Тихий омут - Волчок Ирина 28 стр.


И они пошли к столу с так и не убранными остатками праздничного обеда немножко подкормиться. Долго подкармливались, сначала — праздничным обедом, потом — чем-то из банок и пакетов, которые принес Сашка. Но потолстеть настолько, чтобы часы сидели на запястье плотно, Вере так и не удалось, и пришлось их надеть на щиколотку левой ноги. На ноге часы сидели как влитые, но совершенно без толку — на таком расстоянии Вера не могла разглядеть, который час…

— А какая тебе разница? — удивился Сашка. — У тебя же все равно отпуск. Часом больше, часом меньше, подумаешь… Время — вообще понятие относительное. По-моему, вот сейчас — самое время испытать часы на водонепроницаемость. Ванну я освободил, так что можно и под душик. А?

И он потащил Веру под душик — испытывать часы на водонепроницаемость. Испытания заняли еще сколько-то относительного времени, так что уснули они только почти под утро. Сквозь сон Вере чудилось, что Сашка о чем-то ее спрашивает, а она что-то ему отвечает, пару раз она просыпалась от собственного смеха во сне, а, просыпаясь, слышала Сашкин смех, но он смеялся, не просыпаясь, и она опять засыпала, ощущая у себя под лопаткой тиканье часов на Сашкиной руке, а на щиколотке — тиканье часов, которые он ей подарил. Слух у нее был, как у кошки.

А потом она совсем проснулась — от страха. Сашкины часы не тикали у нее под лопаткой, Сашкины горячие руки не обнимали ее так, будто срослись с ней, и вообще Сашки рядом не было. И холодно было. Вера лежала, каменея от холода, и боялась открыть глаза, и ждала боли от разлома слитка, и, наверное, в конце — концов, дождалась бы — невроз же. Или психоз. Но тут Сашка сказал:

— Ты ведь уже проснулась, да? Чего притаилась? Проснулась, проснулась, я же чувствую, не притворяйся.
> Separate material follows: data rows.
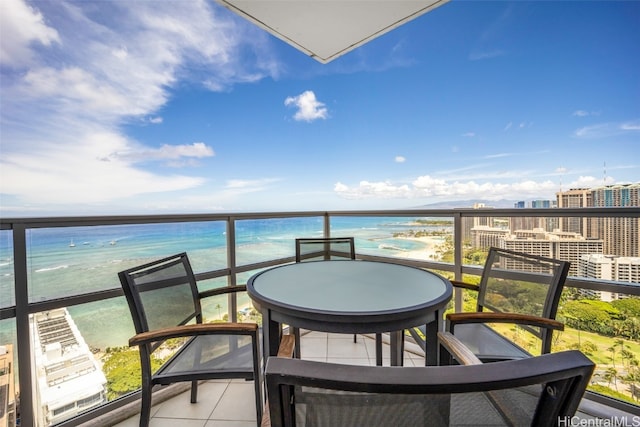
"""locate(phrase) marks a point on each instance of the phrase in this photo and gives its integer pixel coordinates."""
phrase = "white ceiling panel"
(327, 29)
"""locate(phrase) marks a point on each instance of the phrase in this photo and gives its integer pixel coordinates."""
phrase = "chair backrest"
(162, 293)
(515, 282)
(316, 249)
(535, 391)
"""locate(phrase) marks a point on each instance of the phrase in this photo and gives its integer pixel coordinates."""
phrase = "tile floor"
(231, 403)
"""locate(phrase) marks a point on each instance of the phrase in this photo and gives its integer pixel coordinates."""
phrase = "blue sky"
(180, 106)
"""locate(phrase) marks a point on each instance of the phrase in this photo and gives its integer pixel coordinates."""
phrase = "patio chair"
(515, 288)
(165, 304)
(328, 248)
(537, 391)
(325, 248)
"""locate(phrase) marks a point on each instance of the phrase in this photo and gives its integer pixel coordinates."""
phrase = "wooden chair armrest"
(222, 290)
(465, 285)
(191, 330)
(457, 349)
(287, 344)
(490, 317)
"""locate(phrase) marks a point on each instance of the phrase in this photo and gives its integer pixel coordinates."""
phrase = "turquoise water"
(69, 261)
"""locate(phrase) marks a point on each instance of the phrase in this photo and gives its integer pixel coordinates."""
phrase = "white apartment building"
(69, 380)
(609, 267)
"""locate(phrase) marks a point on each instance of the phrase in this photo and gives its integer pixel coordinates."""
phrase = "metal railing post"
(457, 257)
(26, 381)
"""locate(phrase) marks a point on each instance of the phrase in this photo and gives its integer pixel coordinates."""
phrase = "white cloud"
(430, 187)
(309, 108)
(605, 130)
(367, 190)
(165, 152)
(21, 26)
(584, 113)
(85, 69)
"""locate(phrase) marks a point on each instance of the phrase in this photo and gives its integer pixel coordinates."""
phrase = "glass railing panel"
(74, 260)
(415, 237)
(260, 240)
(8, 372)
(7, 284)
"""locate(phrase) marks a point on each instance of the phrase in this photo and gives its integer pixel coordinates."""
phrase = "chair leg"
(296, 334)
(194, 391)
(259, 400)
(145, 410)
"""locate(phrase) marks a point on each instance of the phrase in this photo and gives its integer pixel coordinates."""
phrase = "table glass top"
(353, 286)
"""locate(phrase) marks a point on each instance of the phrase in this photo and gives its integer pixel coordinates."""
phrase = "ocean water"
(68, 261)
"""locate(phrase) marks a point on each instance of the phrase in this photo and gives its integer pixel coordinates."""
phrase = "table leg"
(270, 335)
(431, 340)
(397, 348)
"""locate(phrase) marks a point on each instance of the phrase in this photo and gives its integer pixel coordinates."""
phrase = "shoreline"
(428, 253)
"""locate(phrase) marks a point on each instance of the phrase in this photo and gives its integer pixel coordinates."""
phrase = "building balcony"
(70, 264)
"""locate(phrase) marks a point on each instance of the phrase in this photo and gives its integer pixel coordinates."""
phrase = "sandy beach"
(428, 253)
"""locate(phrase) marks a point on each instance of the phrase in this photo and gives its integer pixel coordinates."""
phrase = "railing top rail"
(61, 221)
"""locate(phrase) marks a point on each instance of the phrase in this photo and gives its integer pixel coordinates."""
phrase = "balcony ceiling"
(327, 29)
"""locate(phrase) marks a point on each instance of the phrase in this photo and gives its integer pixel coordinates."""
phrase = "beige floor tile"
(209, 395)
(237, 404)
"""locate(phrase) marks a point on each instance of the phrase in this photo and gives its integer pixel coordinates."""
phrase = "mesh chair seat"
(214, 355)
(515, 288)
(164, 302)
(533, 391)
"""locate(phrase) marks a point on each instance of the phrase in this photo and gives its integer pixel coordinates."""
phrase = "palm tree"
(611, 374)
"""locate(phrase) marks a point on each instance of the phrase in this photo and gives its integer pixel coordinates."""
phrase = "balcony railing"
(68, 265)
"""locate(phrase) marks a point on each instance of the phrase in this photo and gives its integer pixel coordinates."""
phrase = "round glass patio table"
(351, 297)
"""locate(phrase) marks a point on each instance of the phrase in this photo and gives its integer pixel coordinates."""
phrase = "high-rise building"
(575, 198)
(69, 380)
(621, 236)
(608, 267)
(559, 245)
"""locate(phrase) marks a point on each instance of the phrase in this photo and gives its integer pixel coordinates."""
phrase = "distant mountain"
(457, 204)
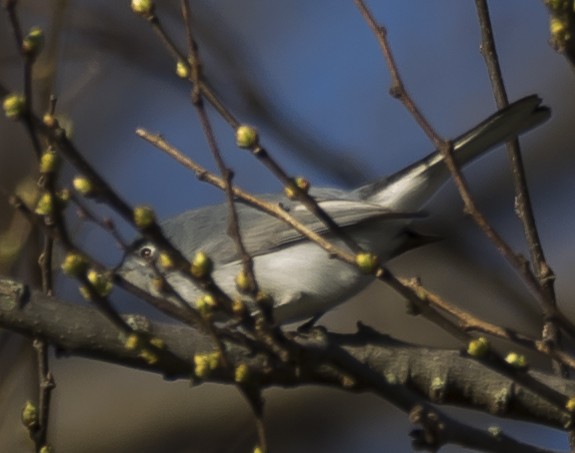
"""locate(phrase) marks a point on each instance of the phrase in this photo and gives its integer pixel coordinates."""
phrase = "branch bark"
(441, 376)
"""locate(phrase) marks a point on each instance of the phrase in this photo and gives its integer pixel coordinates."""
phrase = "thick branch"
(441, 376)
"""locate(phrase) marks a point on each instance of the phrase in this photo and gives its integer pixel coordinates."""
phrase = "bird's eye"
(147, 252)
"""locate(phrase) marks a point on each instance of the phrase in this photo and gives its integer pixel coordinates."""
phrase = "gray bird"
(303, 280)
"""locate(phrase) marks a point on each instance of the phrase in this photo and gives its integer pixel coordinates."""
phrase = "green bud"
(45, 205)
(367, 262)
(101, 282)
(516, 360)
(244, 282)
(144, 216)
(74, 264)
(14, 105)
(83, 185)
(302, 183)
(246, 136)
(478, 347)
(182, 69)
(201, 265)
(144, 8)
(30, 416)
(241, 373)
(49, 120)
(132, 342)
(33, 42)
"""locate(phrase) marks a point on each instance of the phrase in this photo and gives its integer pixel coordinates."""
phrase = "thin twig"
(381, 273)
(524, 210)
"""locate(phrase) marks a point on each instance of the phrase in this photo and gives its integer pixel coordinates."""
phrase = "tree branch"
(442, 376)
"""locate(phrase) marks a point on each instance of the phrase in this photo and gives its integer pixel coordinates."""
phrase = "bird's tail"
(409, 189)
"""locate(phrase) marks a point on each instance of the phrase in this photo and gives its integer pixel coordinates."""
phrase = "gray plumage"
(300, 276)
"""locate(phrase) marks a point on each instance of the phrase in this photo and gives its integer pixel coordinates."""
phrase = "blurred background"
(311, 77)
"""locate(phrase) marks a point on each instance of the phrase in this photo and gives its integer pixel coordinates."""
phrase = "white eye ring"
(147, 252)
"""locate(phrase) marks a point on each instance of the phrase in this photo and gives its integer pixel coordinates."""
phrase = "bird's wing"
(261, 232)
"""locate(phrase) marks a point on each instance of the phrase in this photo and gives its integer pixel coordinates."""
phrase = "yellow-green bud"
(148, 356)
(14, 105)
(557, 27)
(201, 265)
(49, 120)
(244, 282)
(143, 8)
(201, 366)
(246, 136)
(516, 360)
(45, 205)
(302, 183)
(367, 262)
(478, 347)
(30, 416)
(144, 216)
(49, 161)
(83, 185)
(33, 42)
(74, 264)
(241, 373)
(182, 69)
(132, 342)
(101, 282)
(85, 293)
— А как ты чувствуешь? — спросила она и открыла глаза.

Сашка сидел на краю кровати и обеими руками держал перед собой фигурку звериной Аэлиты. Оглянулся на Веру, растерянно похлопал глазами, неуверенно ответил:

— Как чувствую… Откуда я знаю? Чувствую — и все. Но ведь правильно, да? То-то… Откуда у тебя эта вещь? Я фотографии похожих работ в одном журнале видел. С выставки какой-то. Очень хороший художник. Не так давно появился. Костя говорит, что на аукционах за него бешеные деньги дают. Только я имя забыл…

— Генка, — сказала Вера спокойно. Нет, правда, совершенно спокойно, никаких эмоций не было, даже раздражения. — Его имя — Генка Потапов. Бывший одноклассник. Это он мне подарил, давно, еще после девятого класса.

— А я думал, что это просто совпадение — сходство такое… — Сашка бережно поставил звериную Аэлиту на столик перед зеркалом и опять обернулся к Вере. — У него каждая работа — это ты… Я тогда еще подумал, что в жизни таких не бывает… Что мечтал человек — вот и вырезал свою мечту… Как же он тебя любит!.. Ай-я-яй… У него же ничего больше в жизни нет…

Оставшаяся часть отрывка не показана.